La prima questione riguarda Tim Brasil, operatore nel settore delle comunicazioni mobili. Il mercato sudamericano è promettente e garantisce interessanti ritorni, con la controllata carioca a fare la sua discreta parte. Suo diretto concorrente è però l’operatore Vivo, controllato quest’ultimo da Telefonica. Il Cade, l’organismo di Brasilia deputato alla vigilanza sulla concorrenza, ha già sanzionato il gruppo spagnolo per l’incremento della propria quota in Telco, il veicolo attraverso il quale si esprime la maggioranza relativa di Telecom Italia. Non è escluso che l’antitrust brasiliano possa addirittura arrivare a chiedere lo spezzatino di Tim Brasil, con vantaggi consistenti per gli spagnoli che vedrebbero eliminato d’imperio un diretto concorrente.

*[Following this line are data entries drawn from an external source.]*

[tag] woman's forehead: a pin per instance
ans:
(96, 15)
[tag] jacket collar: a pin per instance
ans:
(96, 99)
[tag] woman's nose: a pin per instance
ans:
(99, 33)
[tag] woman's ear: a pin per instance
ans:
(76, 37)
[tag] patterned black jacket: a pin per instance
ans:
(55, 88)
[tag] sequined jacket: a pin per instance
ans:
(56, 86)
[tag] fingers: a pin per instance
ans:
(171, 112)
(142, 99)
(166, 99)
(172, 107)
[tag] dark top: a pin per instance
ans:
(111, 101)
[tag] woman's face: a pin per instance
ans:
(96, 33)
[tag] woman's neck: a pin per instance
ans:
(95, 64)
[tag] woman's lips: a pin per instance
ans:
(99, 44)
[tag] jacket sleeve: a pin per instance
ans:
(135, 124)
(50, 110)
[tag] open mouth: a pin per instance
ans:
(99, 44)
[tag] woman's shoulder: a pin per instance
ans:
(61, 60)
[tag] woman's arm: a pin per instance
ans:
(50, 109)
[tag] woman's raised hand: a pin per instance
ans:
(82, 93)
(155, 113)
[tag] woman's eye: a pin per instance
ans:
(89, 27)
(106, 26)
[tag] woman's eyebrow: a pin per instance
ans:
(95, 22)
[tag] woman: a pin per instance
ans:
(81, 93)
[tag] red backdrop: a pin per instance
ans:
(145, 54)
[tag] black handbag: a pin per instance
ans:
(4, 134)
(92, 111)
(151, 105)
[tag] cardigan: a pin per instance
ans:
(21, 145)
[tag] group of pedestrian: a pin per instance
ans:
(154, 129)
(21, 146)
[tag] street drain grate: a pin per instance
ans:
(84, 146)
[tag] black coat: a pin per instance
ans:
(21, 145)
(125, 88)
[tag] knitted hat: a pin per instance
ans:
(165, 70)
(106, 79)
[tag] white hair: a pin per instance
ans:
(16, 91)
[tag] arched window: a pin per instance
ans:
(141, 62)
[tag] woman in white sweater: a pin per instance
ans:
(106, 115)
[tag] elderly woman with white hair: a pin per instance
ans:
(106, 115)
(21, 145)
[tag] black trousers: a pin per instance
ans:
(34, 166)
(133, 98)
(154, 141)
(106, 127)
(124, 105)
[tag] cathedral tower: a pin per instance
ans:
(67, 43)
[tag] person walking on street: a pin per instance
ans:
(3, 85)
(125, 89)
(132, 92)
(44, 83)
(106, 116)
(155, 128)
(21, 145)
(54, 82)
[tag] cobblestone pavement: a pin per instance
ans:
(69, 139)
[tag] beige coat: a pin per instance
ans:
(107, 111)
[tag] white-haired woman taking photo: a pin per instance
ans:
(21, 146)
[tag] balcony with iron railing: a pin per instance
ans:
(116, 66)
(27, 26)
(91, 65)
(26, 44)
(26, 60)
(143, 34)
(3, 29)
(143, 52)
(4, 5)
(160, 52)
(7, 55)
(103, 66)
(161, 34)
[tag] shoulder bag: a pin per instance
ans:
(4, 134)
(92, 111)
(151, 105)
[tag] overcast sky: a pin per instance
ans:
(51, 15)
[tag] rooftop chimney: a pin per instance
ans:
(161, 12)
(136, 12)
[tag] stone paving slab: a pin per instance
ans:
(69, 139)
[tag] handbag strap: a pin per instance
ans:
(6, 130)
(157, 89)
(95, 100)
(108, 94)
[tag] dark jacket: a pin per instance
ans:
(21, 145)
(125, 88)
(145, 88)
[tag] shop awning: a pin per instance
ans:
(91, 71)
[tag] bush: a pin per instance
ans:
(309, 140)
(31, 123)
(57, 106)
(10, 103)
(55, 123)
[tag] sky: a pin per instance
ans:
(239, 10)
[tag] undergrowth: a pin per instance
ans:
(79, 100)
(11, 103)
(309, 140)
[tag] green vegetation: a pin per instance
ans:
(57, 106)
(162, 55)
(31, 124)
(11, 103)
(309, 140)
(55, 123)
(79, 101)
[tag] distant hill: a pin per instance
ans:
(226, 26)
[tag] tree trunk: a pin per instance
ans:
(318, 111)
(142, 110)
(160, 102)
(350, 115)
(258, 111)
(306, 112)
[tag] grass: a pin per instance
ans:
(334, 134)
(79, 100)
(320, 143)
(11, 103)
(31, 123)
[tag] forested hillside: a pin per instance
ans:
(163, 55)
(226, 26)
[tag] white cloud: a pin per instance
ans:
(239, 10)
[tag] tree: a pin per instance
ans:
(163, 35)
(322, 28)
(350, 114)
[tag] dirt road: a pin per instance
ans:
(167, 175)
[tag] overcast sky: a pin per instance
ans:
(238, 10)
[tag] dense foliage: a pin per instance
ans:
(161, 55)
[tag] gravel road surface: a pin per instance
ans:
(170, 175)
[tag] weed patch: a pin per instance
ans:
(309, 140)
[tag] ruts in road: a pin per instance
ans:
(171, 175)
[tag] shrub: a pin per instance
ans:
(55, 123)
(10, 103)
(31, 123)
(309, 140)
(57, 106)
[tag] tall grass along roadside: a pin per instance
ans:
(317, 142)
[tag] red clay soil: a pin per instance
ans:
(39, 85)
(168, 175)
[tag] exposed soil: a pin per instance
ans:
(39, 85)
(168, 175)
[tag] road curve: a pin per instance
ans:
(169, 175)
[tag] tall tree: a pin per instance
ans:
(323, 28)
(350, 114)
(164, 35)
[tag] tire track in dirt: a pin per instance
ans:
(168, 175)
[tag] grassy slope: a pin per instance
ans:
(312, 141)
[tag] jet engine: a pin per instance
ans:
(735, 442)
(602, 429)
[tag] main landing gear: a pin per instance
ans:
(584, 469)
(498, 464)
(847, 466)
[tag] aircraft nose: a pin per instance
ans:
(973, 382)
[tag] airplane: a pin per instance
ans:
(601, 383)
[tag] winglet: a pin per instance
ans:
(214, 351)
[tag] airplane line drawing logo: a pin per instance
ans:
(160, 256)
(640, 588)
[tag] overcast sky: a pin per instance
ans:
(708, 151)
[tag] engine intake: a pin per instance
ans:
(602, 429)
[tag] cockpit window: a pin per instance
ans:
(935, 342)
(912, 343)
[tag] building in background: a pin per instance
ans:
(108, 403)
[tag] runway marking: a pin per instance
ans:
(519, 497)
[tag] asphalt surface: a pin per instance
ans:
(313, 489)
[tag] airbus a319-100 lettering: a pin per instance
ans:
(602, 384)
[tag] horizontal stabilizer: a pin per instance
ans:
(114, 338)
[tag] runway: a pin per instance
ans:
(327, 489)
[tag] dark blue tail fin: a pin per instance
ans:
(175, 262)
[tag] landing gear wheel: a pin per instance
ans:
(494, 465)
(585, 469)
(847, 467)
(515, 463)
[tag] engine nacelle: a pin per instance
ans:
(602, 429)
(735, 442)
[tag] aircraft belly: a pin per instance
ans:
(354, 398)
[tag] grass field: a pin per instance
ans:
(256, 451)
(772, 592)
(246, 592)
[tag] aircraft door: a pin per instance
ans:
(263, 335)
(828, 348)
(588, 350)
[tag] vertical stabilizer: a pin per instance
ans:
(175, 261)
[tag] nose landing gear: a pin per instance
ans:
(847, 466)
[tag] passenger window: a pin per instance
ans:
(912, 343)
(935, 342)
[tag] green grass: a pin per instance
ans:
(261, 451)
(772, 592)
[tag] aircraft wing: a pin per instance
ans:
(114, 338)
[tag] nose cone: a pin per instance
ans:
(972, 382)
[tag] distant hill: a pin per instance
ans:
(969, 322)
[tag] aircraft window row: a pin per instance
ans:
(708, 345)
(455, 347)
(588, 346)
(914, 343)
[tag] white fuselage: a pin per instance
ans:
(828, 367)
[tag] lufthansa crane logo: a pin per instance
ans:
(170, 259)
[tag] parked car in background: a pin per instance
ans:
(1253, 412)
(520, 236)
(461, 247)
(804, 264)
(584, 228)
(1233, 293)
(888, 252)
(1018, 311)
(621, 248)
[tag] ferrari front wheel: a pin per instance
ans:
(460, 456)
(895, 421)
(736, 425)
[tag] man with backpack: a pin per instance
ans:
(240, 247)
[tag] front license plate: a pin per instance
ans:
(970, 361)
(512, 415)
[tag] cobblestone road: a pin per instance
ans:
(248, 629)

La seconda partita si gioca invece in “casa”, con la convocazione per venerdì prossimo dell’assemblea dei soci chiamata ad esprimersi sulla revoca del consiglio di amministrazione. Il domino è partito dalla richiesta di Marco Fossati, fu patron della Star e attualmente azionista con una quota del 5%, che contesta la gestione degli ultimi anni con il titolo che ha perso il 75% del suo valore fino ai minimi odierni. Investitori istituzionali che detengono quote più o meno consistenti del pacchetto azionario della società sembrano orientati ad un voto favorevole, non fosse che si è aperto un contenzioso sulla posizione di Blackrock. Il fondo americano ha infatti, a quel che risulta dalle comunicazioni alla Sec (l’ente di controllo sui mercati borsistici a stelle e strisce), pressoché raddoppiato la propria partecipazione dal 5% al 10% circa. Fin qui nulla di straordinario, non fosse che la normativa italiana impone precisi obblighi informativi nei confronti della Consob qualora si superi la soglia del 5%. Stando alle parole del presidente della commissione Giuseppe Vegas tale informazione non è stata comunicata, rendendo così plausibile la possibilità che il fondo si veda impedito il diritto di voto per la quota eccedente la soglia-limite. Piccata la reazione di Vegas: «Si pone una questione di manipolazione informativa: il mercato italiano è stato privato di una informazione rilevantissima. Non siamo una colonia».
Forse più un auspicio che una realtà, dato che dopo l’uscita dei soci italiani di riferimento il futuro dell’ex monopolista delle telecomunicazioni va inesorabilmente a giocarsi all’estero. E di fronte alla cessione inusitata dell’ennesimo asset strategico, non c’è golden power che tenga.